Com pouco mais de 20 mil habitantes, Serro, na Região Central de Minas Gerais, preserva um ritmo de vida marcado pela história iniciada há mais de 300 anos. O município surgiu a partir da exploração do ouro e mantém até hoje traços importantes desse período colonial.
Segundo registros históricos, a área era chamada pelos indígenas de Ibitirui, expressão associada à ideia de serras e ventos frios. O nome Serro teria derivado dessa denominação. A primeira descoberta de ouro na região é atribuída a Jacinta Siqueira, mulher negra vinda da Bahia, que encontrou as primeiras partículas do metal no córrego Quatro Vinténs, local que se tornou referência na formação da cidade.

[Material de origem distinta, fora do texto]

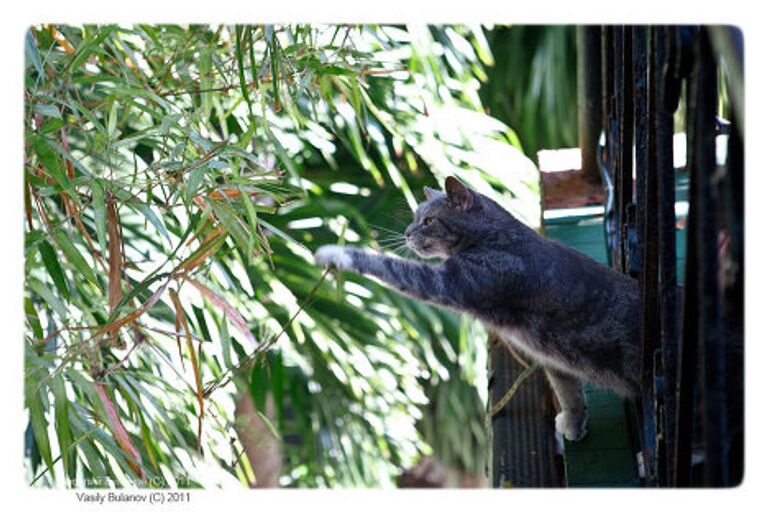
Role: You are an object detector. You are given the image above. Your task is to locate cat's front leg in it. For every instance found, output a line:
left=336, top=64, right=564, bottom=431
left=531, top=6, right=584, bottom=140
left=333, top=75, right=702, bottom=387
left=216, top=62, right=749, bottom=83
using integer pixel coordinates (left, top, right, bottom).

A ocupação portuguesa deixou marcas profundas no município. Entre elas está o queijo Minas artesanal, produzido com leite cru e pingo, técnica trazida pelos colonizadores e mantida ao longo dos séculos. A influência africana também é parte essencial da identidade local, visível nas manifestações culturais ligadas ao congado, como catopês, marujos e caboclos, presentes na cidade desde o início do século 18.

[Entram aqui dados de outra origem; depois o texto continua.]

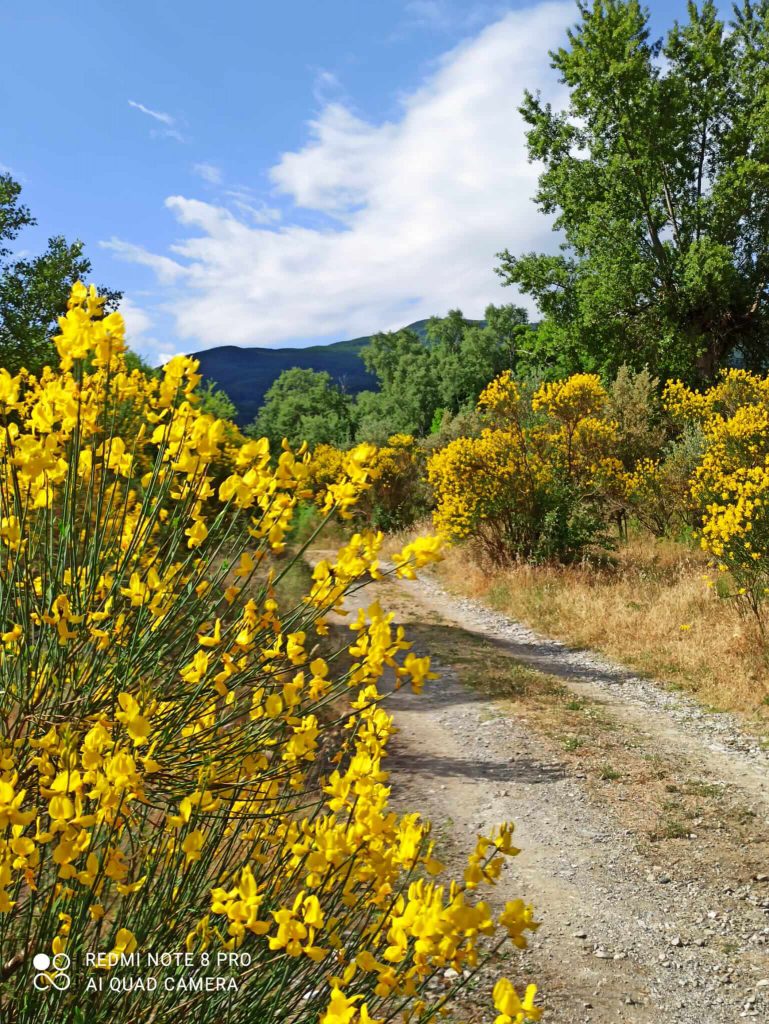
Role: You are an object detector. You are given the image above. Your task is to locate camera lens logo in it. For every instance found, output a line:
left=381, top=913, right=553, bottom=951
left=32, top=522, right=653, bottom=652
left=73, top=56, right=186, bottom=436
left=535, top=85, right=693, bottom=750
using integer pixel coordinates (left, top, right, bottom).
left=32, top=953, right=71, bottom=992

Com o enfraquecimento da atividade mineradora, Serro passou a viver da agricultura e do comércio de produtos do campo. Nesse cenário, o transporte por tropas de muares e burros se tornou fundamental para a circulação de mercadorias. A tradição do tropeirismo segue viva em celebrações e encontros que resgatam esse modo de vida.
Uma dessas manifestações reúne tropeiros e animais em um percurso pelas ruas da cidade até o centro histórico, acompanhado de rezas e cânticos em homenagem a Santa Rita, considerada padroeira dos tropeiros. A prática reforça o vínculo entre a cultura caipira, a produção do queijo e a memória histórica do município.